Washing your lashes is extremely important for a few reasons. The obvious reason is to remove makeup that you’ve worn.
Other not so obvious reasons is because we all carry mites on our body. Most of the time these mites are harmless, however, there are times when these mites can get out of hand and have a lil feast on the bacteria and oils left on your skin, and, especially on your lash line. When this occurs you may have encountered two possible irritants such as Demodex and Blepharitis. Demodex (eyelash mites) seem to have a connection with mascara as women who wear a lot of mascara tend to have a higher prevalence of these mites on their eyelashes. This is the same case for people who wear a lot of eye makeup in general. Demodex often feed on your skin cells and oils which often accumulate on your skin pores as well as in hair follicles.
Beware of Blaspharitis
Blepharitis commonly occurs when tiny oil glands located near the base of the eyelashes become clogged. This leads to irritated and red eyes and sometimes can also have a yellowish crusty appearance.
Using an oil free foaming cleanser that contains gentle yet effective ingredients such as tea tree oil can help keep these critters at bay. Ensuring that you have the proper cleanser is imperative to lash health and allows for longer wear of your extensions.
Many ladies aren’t told to wash their lashes and may experience a burning or stinging in the shower… this is dirt, oil dust, sleep, tears and other fun stuff that has been accumulating in your extensions so when you get them wet these aggravating ickies drop into you eyes causing irritation. Eek
Don’t be Fooled by False Retention
Some clients have told me they’ve had 5-6 week retention before, coincidently these clients weren’t told to wash their lashes. I sometimes refer to this as ‘false retention’. This is when all those nasties stick to your natural lash and extensions anchoring them together. You lose on average 3-5 lashes a day so when one is ready to exfoliate it can’t because it’s stuck to its neighbour unwillingly by some of those culprits listed above causing strain on the follicle and making your extensions look stiff and feel yucky.

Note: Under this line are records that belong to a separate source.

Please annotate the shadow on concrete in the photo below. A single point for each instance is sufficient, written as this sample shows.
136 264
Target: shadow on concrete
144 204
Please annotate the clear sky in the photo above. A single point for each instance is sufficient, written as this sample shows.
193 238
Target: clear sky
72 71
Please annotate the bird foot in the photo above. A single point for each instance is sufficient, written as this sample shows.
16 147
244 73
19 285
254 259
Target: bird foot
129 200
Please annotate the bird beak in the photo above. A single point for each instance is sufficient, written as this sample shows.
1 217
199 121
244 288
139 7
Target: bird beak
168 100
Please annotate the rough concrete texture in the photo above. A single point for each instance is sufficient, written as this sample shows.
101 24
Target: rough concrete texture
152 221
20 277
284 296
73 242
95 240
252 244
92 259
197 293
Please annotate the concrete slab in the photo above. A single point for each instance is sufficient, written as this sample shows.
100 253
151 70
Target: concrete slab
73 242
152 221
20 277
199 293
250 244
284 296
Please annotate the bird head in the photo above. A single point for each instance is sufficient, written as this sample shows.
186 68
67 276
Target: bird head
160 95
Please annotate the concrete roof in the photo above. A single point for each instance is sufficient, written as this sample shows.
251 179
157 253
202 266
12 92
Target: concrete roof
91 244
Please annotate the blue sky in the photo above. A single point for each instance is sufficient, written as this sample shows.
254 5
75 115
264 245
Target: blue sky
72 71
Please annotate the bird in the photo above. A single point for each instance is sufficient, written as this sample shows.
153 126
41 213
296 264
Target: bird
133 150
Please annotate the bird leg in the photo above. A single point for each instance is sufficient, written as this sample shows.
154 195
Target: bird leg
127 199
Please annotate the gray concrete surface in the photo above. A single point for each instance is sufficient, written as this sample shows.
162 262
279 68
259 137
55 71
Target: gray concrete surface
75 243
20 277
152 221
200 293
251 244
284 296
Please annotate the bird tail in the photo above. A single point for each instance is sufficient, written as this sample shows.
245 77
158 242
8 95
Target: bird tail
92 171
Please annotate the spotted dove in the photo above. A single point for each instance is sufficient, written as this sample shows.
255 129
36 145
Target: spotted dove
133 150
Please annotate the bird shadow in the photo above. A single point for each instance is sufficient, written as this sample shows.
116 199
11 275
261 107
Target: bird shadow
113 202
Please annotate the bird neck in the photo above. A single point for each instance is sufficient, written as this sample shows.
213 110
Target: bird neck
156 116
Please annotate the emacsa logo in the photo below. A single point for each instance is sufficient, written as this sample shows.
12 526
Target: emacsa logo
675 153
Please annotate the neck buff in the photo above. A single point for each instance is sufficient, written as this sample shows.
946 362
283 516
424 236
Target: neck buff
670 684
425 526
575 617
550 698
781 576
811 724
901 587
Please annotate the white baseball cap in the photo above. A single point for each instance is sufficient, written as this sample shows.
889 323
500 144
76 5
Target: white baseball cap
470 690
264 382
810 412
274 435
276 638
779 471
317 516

Lashes should be worn for an average of 2-3 weeks tops, I would prefer around 2 weeks for the following reason. I sometimes compare it to nails. You can have your nails for 3 or more weeks, but sometimes they’re not looking so good. Some have chipped or you lost one or two even. Think of lashes like your nails in the same sense. If you’re at 3 or more weeks the chances or you having full, fluffy not twisting extensions is unlikely. And when you arrive at your fill appointment your stylist will need to remove those ones that have grown too far away from the lash line as it is damaging on the follicle causing strain as well it would look odd beside a freshly placed extension closer to the lash line.
When’s the Best Time to Fill?
Many places ask for a minimum % to be remaining in order to qualify as a fill rather then a new set. This is calculated when the old extensions are removed not when you arrive. So coming at 3 weeks or longer with loose, grown out lashes doesn’t always put you in the ‘fill’ category. All stylists are different and have varying policies so check with your lash guru about what she thinks is best for you and your lash health!